AJR  Features
From AJR,   December 2012/January 2013

Putting a Human Face on Poverty   

An award-winning Christian Science Monitor piece illustrates what it’s like to be poor in America. Wed., December 12, 2012.

By Amber Larkins
Amber Larkins (amberelarkins@gmail.com) is a graduate student at the Philip Merrill College of Journalism at the University of Maryland.     


Linda Criswell, a daycare worker who makes about $12,000 a year, received an envelope that had been mailed in Canada. Inside, there was a $20 bill and a note that said, "Dear Linda, Maybe you can treat yourself. From a friend."

"She called me up to tell me that," says Jina Moore, who has been a freelance correspondent for the Christian Science Monitor for five years. Criswell told Moore she had just wanted to tell people what it was like and have them understand living in poverty. She hadn't expected money from strangers when she first told Moore about how she watches grain prices to see if she can afford to buy meat.

Moore has been impressed by the response to her October story titled "Below the line: Poverty in America," which won the November Sidney Award. "It's been interesting since to see the reactions people have to it, especially the people in the story," Moore says. "I didn't have any grand ambition for accomplishing anything."

She liked seeing the topic of poverty get attention, and she also liked seeing the Monitor recognized because of her 3,500 word story. The article focused on how the government measures poverty and what it's like to be poor in America.

Lindsay Beyerstein, who runs and helps judge the Sidney Awards, a monthly honor from the Sidney Hillman Foundation recognizing socially conscious journalism, found Moore's story to be outstanding. "The lead was so compelling," Beyerstein says. "She took really dry subject material and packaged it really compellingly."

The story began with the sentence, "Technically, Linda Criswell steals her fruit," and went on to describe how Criswell, who lives in Wheeling, West Virginia, finds ways to eat cheaply but worries about how she will pay her bills.

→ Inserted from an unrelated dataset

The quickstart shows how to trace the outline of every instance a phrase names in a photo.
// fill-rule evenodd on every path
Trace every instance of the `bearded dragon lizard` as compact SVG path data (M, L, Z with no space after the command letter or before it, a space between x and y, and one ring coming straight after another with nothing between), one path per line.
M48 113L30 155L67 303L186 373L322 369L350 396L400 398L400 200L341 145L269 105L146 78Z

The Christian Science Monitor and Moore thought it was important to illuminate poverty, but it took a while to determine the best way to bring the subject alive. "There was a lot of brainstorming about what was the best way to do this," Moore says.

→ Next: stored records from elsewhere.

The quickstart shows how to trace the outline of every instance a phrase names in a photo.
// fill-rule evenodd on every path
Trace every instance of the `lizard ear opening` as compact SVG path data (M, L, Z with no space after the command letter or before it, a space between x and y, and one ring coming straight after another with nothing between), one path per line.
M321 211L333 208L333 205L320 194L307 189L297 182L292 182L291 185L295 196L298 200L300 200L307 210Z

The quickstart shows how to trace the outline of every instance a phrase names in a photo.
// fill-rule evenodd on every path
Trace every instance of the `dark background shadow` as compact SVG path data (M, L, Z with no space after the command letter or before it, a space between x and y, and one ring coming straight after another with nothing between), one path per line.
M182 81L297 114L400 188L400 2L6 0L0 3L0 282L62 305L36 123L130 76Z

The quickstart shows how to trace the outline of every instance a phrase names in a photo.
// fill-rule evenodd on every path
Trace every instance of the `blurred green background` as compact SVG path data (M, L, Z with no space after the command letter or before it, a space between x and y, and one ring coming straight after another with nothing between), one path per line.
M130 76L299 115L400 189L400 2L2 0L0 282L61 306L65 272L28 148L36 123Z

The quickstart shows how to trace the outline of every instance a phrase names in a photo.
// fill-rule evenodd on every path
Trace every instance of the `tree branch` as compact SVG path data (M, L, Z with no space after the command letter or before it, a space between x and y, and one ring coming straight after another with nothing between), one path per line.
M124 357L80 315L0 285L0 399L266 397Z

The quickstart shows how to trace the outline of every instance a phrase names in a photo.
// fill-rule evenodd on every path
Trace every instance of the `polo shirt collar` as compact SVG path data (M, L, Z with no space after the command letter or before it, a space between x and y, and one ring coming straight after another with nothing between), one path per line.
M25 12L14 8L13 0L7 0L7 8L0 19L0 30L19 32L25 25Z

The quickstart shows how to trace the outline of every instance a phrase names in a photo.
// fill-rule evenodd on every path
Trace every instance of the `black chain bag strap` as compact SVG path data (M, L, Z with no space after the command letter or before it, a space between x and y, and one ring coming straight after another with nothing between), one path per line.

Originally, the idea was to write a story about poverty around the world, but when the team at the Monitor began looking at the statistics from the Census Bureau and the Supplemental Poverty Measure for 2011, they quickly realized that the subject was so complicated in the United States that dealing with just one country would be plenty.

"It was a long journey...that involved really digging through statistics and trying to think, 'What do the statistics mean?' " Moore says.

Her story described how the government formula for poverty has not changed for over 40 years. As a result, Moore reported, many people living at or slightly above the poverty line are not considered poor by the government, but are struggling to get by.

The key was finding people to illustrate the problem. "When you're going into a community and looking for people you don't already know, you have to find access points to those people," Moore says. "What does it look like, what does it feel like? We had to find those people."

She searched for them at food pantries, at secondhand clothing stores, at homeless shelters.

That's the way contributing reporter Anna Clark found James Harris, who volunteers at a church and homeless outreach ministry. Moore's story raised questions about the idea that those who are poor do not have houses or possessions. She told how Harris, who lives near Detroit, has cable television, a Nintendo Wii and a PlayStation 2 but makes less than $1,000 a month.

Beyerstein says many of the stories that win Sidney Awards are about poverty. And she says the focus of many stories about the subject has changed as a result of the recession. For example, there are many more stories about people losing their houses or living in cars. "Poverty has been mainstreamed in a really big way," she says.

She adds that poverty and inequality are being more widely acknowledged in the wake of the nation's economic crisis. "There's a new consciousness," Beyerstein says.

Nevertheless, Edward Wasserman, currently the Knight Chair for Journalism Ethics at Washington and Lee University and soon to be journalism dean at the University of California, Berkeley, believes that poverty is vastly undercovered. He recently worked with others at Washington and Lee to develop www.onpoverty.org, a Web site that aggregates poverty coverage. "It tries to be a meeting place," Wasserman says.

Wasserman, who was impressed by Moore's story, agrees that poverty has become more newsworthy in the wake of the recession. But, he adds, "It's a particular kind of poverty." He sees coverage gravitating toward the newly poor, such as people who once had nice homes but suddenly find themselves under duress.

"That became the most popular theme and hardship: People who had been well off and now were not," Wasserman says.

There's nothing wrong with that, except that people who were impoverished before the recession and will still be when it ends are too often ignored, Wasserman says.

In his view, despite the upsurge in the past few years, news outlets still don't cover poverty as much as they should, in part because of a perceived limited appetite for such stories. "The media have something to do with the public not knowing," Wasserman says.

"There is a civic obligation to worry about this," he adds, "Good news media pay attention to it."